I wrote this duet during my MMus at University of Southampton for a composition workshop by Keynote+ Ensemble. This piece was my first experience of “preparing” a piano and writing for one, as specified by John Cage.
Professor David Owen Norris allowed us to prepare/damage one of the old pianos in the Keyboard Room in Nuffield Theatre, University of Southampton. I was there mainly to experiment with the harpsichords and help with the preparation, which was largely a joint effort by my friends, Sam Cave and Tom Green, then my juniors at University.
The piece was premiered during the workshop in the presence of Professor Michael Finnissy, Professor Michael Zev Gordon, Dr. John Habron and composition students. After the workshop, I came home to an email by Michael Finnissy, praising my piece. I felt sos humbled and gobsmacked by this act of generosity that I simply didn’t know how to reply. The fact that an important figure like Michael Finnissy had taken the time to write to me gave me a lot of confidence in approaching him as the supervisor for my PhD. This piece was the beginning of a life changing discipleship and friendship with Michael, that hugely influenced my taste and knowledge in composition, as well as my future academic and professional career.

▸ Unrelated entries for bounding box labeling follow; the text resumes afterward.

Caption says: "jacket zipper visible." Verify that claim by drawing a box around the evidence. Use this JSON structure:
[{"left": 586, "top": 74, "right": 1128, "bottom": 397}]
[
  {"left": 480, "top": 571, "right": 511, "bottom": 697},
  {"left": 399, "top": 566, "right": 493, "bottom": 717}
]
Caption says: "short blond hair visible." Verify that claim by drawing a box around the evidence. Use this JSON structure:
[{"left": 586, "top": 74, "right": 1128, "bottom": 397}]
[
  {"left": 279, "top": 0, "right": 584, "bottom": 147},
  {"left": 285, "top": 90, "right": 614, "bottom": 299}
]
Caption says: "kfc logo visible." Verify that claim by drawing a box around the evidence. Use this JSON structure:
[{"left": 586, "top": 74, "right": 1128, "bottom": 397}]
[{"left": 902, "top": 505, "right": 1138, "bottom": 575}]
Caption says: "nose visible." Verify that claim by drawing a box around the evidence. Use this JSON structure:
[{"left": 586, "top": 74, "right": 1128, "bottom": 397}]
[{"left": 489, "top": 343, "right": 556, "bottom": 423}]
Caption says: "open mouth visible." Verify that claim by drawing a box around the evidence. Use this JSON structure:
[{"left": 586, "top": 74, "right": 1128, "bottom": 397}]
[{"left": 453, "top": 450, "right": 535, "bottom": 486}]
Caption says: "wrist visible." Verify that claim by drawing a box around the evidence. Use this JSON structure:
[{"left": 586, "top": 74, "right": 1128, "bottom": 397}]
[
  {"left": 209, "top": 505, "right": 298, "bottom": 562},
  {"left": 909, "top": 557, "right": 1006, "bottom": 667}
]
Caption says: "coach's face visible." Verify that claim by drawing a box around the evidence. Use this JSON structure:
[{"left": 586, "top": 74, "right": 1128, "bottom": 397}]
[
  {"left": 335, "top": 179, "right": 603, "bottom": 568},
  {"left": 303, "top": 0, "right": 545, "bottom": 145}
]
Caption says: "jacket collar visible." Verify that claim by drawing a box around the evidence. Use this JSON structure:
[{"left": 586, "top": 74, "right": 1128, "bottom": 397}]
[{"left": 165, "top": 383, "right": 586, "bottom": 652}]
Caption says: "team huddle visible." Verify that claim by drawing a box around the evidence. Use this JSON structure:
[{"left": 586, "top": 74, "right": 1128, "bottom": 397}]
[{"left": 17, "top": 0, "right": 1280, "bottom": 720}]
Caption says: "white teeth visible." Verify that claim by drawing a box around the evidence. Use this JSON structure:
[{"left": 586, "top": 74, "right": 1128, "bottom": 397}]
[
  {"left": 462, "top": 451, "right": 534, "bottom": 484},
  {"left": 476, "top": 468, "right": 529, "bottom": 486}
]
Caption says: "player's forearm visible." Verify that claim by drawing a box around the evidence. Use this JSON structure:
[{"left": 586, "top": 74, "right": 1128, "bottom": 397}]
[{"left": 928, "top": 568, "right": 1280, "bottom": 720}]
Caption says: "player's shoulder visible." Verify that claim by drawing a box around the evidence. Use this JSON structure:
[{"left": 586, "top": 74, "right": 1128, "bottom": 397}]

In order to write for the prepared piano, I spent many hours in the keyboard experimenting the new timbres. I deliberately tried to distance myself from the works of John Cage and Gamelan influences in the beginning, but nevertheless opted for an irregular ostinato that dominated the texture of the piece. To write this piece, I stayed awake on the night of the deadline and kept trying ideas, until I came up with the final sketch and lifted my head to see it’s exactly 5 am, hence the title of the piece. I also had reverberations of the poem by Federico García Lorca, Lament for Ignacio Sanchez Mejias, in mind, where a refrain of “at five in the afternoon” repeatedly appears in the first section.